### Cube digit pairs题号：90 难度： 40 中英对照

Each of the six faces on a cube has a different digit (0 to 9) written on it; the same is done to a second cube. By placing the two cubes side-by-side in different positions we can form a variety of 2-digit numbers.

For example, the square number 64 could be formed:

In fact, by carefully choosing the digits on both cubes it is possible to display all of the square numbers below one-hundred: 01, 04, 09, 16, 25, 36, 49, 64, and 81.

For example, one way this can be achieved is by placing {0, 5, 6, 7, 8, 9} on one cube and {1, 2, 3, 4, 8, 9} on the other cube.

However, for this problem we shall allow the 6 or 9 to be turned upside-down so that an arrangement like {0, 5, 6, 7, 8, 9} and {1, 2, 3, 4, 6, 7} allows for all nine square numbers to be displayed; otherwise it would be impossible to obtain 09.

In determining a distinct arrangement we are interested in the digits on each cube, not the order.

{1, 2, 3, 4, 5, 6} is equivalent to {3, 6, 4, 1, 2, 5}
{1, 2, 3, 4, 5, 6} is distinct from {1, 2, 3, 4, 5, 9}

But because we are allowing 6 and 9 to be reversed, the two distinct sets in the last example both represent the extended set {1, 2, 3, 4, 5, 6, 9} for the purpose of forming 2-digit numbers.

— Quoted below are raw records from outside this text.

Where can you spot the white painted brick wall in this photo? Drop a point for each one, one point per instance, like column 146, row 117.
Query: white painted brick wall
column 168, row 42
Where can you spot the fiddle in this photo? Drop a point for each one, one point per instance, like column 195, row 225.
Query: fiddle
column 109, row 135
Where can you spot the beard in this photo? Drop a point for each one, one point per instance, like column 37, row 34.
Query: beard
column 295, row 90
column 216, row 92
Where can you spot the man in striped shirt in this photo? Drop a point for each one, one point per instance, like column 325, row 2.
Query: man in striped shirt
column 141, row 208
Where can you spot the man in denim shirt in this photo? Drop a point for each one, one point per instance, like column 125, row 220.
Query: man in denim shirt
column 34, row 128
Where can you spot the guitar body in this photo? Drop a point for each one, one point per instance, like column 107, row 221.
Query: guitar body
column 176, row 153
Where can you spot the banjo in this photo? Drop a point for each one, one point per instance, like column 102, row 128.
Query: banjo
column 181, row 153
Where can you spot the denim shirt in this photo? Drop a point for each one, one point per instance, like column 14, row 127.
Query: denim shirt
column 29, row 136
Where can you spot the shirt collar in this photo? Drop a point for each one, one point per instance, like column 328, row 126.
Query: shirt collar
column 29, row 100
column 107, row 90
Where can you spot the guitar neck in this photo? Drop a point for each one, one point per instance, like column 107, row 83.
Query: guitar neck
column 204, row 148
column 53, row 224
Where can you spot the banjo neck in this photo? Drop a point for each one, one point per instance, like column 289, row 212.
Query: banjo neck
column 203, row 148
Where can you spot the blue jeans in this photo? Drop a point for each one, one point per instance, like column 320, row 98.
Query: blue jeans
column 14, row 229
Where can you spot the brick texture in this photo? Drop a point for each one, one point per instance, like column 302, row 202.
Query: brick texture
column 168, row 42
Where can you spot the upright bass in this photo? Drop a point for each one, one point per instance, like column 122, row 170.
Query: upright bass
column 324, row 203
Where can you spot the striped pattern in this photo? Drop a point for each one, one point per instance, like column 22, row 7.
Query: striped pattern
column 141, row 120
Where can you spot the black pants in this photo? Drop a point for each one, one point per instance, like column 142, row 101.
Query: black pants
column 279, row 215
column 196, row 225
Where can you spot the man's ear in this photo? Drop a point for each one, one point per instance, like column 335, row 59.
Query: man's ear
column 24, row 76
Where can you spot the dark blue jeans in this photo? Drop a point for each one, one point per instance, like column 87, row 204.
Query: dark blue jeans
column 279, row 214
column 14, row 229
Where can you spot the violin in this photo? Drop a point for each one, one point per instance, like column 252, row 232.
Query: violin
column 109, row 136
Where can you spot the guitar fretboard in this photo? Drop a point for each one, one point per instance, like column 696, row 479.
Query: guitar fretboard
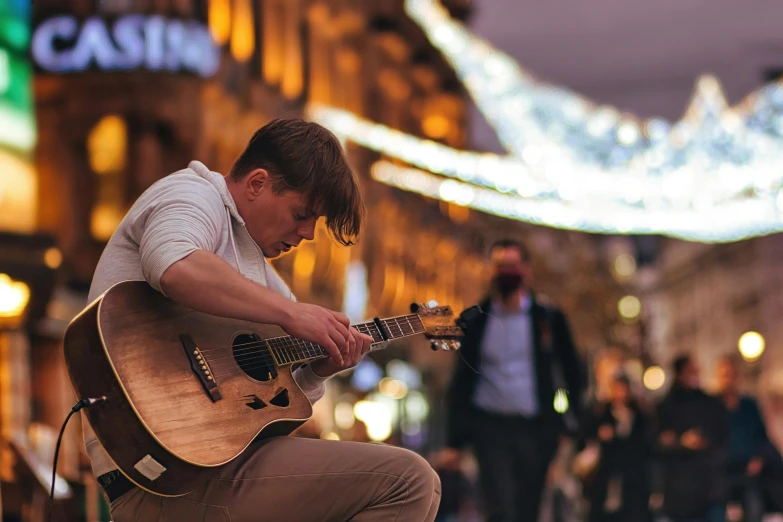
column 290, row 350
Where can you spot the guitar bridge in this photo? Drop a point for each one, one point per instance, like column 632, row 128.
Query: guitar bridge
column 200, row 367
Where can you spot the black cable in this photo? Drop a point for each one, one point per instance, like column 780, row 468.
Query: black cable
column 84, row 403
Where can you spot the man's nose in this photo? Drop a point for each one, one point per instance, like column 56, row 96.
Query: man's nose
column 307, row 232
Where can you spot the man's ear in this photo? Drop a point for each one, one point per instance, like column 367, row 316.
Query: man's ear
column 256, row 182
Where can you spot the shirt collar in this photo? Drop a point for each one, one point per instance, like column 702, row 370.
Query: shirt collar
column 525, row 304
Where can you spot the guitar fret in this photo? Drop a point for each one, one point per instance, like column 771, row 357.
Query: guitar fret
column 289, row 350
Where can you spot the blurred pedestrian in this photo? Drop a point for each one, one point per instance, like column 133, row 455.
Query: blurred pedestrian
column 618, row 489
column 692, row 443
column 749, row 447
column 516, row 358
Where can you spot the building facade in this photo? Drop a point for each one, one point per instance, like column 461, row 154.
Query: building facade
column 129, row 91
column 701, row 299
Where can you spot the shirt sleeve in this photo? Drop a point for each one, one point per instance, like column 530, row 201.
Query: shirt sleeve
column 182, row 218
column 312, row 385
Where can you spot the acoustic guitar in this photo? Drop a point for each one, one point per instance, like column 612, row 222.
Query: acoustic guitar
column 187, row 392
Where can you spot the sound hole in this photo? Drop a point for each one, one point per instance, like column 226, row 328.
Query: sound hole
column 253, row 358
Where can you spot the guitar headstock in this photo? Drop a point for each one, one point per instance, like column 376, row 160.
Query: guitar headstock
column 440, row 326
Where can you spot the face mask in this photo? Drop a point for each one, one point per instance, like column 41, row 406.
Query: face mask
column 507, row 283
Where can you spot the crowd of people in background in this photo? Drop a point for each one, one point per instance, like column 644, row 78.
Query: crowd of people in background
column 691, row 457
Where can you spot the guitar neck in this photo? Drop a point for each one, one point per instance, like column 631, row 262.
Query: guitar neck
column 290, row 350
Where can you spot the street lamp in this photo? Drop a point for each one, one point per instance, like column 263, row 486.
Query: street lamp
column 751, row 346
column 14, row 296
column 654, row 378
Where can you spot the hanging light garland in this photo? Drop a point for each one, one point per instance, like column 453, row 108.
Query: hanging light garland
column 713, row 176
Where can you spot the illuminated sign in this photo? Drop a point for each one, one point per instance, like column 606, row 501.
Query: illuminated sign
column 17, row 123
column 155, row 43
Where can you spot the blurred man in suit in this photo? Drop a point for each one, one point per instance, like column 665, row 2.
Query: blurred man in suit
column 517, row 356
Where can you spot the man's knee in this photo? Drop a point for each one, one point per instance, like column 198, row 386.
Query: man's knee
column 422, row 480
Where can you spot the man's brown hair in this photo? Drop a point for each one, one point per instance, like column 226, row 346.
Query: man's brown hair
column 306, row 157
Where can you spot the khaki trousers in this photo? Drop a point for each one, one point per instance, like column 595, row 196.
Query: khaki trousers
column 289, row 479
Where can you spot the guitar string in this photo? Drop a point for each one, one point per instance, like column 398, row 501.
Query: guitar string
column 369, row 324
column 264, row 353
column 299, row 344
column 283, row 344
column 269, row 361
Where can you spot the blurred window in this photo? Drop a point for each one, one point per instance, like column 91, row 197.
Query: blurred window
column 107, row 146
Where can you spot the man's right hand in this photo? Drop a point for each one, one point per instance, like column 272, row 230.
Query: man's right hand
column 321, row 326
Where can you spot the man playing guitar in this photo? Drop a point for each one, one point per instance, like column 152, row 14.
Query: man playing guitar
column 203, row 240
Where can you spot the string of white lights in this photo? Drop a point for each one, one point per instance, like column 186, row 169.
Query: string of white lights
column 713, row 176
column 552, row 180
column 536, row 121
column 734, row 222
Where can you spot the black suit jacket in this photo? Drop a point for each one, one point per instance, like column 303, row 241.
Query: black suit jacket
column 548, row 324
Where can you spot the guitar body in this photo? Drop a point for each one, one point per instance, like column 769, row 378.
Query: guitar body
column 128, row 346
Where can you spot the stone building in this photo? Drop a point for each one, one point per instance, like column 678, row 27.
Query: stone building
column 700, row 299
column 121, row 101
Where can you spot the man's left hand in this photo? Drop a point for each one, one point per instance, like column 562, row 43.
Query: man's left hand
column 358, row 345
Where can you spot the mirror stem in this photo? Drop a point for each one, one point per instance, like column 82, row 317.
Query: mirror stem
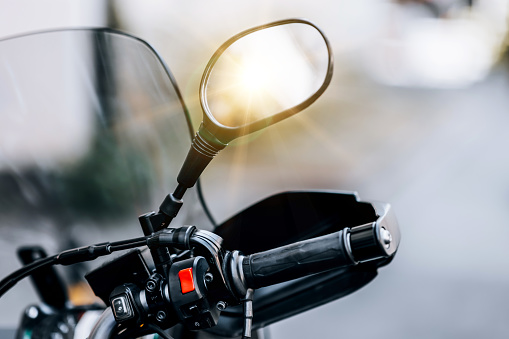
column 204, row 148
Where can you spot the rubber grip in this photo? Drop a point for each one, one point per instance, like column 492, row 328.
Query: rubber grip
column 296, row 260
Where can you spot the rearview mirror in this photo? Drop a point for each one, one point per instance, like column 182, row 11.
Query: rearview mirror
column 262, row 76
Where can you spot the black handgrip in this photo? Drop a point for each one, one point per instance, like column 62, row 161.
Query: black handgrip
column 297, row 260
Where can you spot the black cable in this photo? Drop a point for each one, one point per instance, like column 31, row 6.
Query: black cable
column 69, row 257
column 8, row 282
column 159, row 331
column 248, row 313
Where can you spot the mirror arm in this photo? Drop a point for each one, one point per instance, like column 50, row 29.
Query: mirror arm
column 204, row 148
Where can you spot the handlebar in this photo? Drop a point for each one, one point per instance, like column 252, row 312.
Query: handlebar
column 298, row 259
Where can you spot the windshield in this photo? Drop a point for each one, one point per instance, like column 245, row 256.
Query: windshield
column 92, row 134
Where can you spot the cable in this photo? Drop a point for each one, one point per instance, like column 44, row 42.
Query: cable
column 248, row 313
column 8, row 282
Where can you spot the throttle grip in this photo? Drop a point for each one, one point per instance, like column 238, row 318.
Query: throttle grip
column 297, row 260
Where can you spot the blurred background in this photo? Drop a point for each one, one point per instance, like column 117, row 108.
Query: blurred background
column 416, row 115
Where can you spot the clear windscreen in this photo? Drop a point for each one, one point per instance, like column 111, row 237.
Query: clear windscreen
column 92, row 134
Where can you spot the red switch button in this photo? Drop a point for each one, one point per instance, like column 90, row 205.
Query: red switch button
column 186, row 280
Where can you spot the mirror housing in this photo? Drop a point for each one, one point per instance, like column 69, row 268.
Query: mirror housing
column 213, row 136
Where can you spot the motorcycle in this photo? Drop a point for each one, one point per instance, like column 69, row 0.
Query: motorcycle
column 296, row 249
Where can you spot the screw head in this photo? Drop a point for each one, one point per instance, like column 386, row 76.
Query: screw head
column 209, row 277
column 32, row 312
column 386, row 237
column 221, row 305
column 160, row 315
column 150, row 286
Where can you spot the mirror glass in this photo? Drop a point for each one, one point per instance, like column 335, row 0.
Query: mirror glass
column 266, row 72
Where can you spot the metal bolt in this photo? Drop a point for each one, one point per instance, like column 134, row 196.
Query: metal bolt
column 386, row 237
column 150, row 286
column 209, row 278
column 32, row 312
column 221, row 305
column 160, row 315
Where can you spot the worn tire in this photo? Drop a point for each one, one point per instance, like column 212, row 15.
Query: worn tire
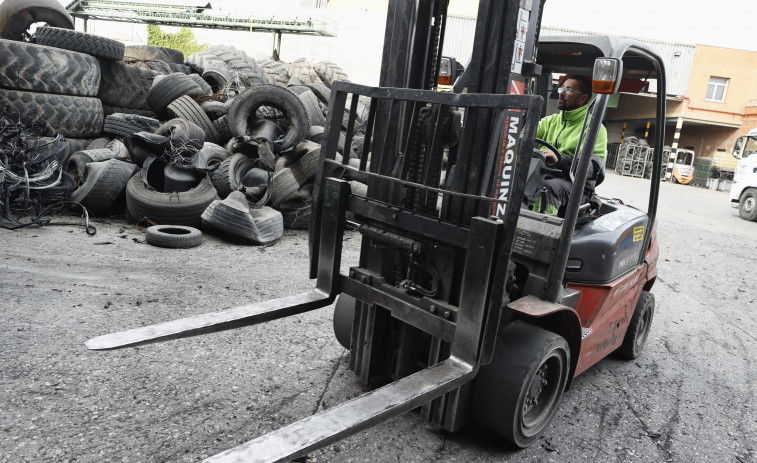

How many distinct arrangements of the two cubes allow for all of the square numbers to be displayed?

### Code

import java.io.BufferedReader;
import java.io.IOException;
import java.util.PriorityQueue;

public final class p90 {
public static void main(String[] args) {
long start=System.nanoTime();
String result = run();
long end=System.nanoTime();
System.out.println(result);
System.out.println( (end-start)/1000000 + "ms" );
}
static public boolean a[]=new boolean[10],b[]=new boolean[10];
static public final boolean check_6(int x){
return (((a[6]||a[9])&&b[x])
||((b[6]||b[9])&&a[x]));
}
static public final boolean check(int x,int y){
if(x==6||x==9) return check_6(y);
if(y==6||y==9) return check_6(x);
return ((a[x]&&b[y])
||(a[y]&&b[x]));
}
static public final boolean solve(int m,int n){
for(int i=0;i<10;i++)
a[i]=b[i]=false;
int index=0;
while(m!=0||n!=0){
a[index]=(m&1)!=0;
b[index++]=(n&1)!=0;
m>>=1;
n>>=1;
}
if(!check(0,1)) return false;
if(!check(0,4)) return false;
if(!check(0,9)) return false;
if(!check(1,6)) return false;
if(!check(2,5)) return false;
if(!check(3,6)) return false;
if(!check(4,9)) return false;
if(!check(6,4)) return false;
if(!check(8,1)) return false;
return true;
}
static public final int get(int n){
//计算二进制下1的个数
int res=0;
while(n!=0){
if((n&1)!=0) res++;
n>>=1;
}
return res;
}

static public String run(){
int statu[]=new int[1024],cnt=0;
boolean[] vis=new boolean[1024*1024+5];
for(int i=0;i<vis.length;i++) vis[i]=false;
for(int i=1;i<1024;i++){
if(get(i)==6)
statu[cnt++]=i;
}
int ans=0;
for(int i=0;i<cnt;i++) for(int j=0;j<cnt;j++){
if(solve(statu[i],statu[j])){
int x=statu[i]*1024+statu[j];
int y=statu[j]*1024+statu[i];
if(vis[x]||vis[y]) continue;
vis[x]=vis[y]=true;
ans++;
}
}
return Integer.toString(ans);
}
}


1217
11ms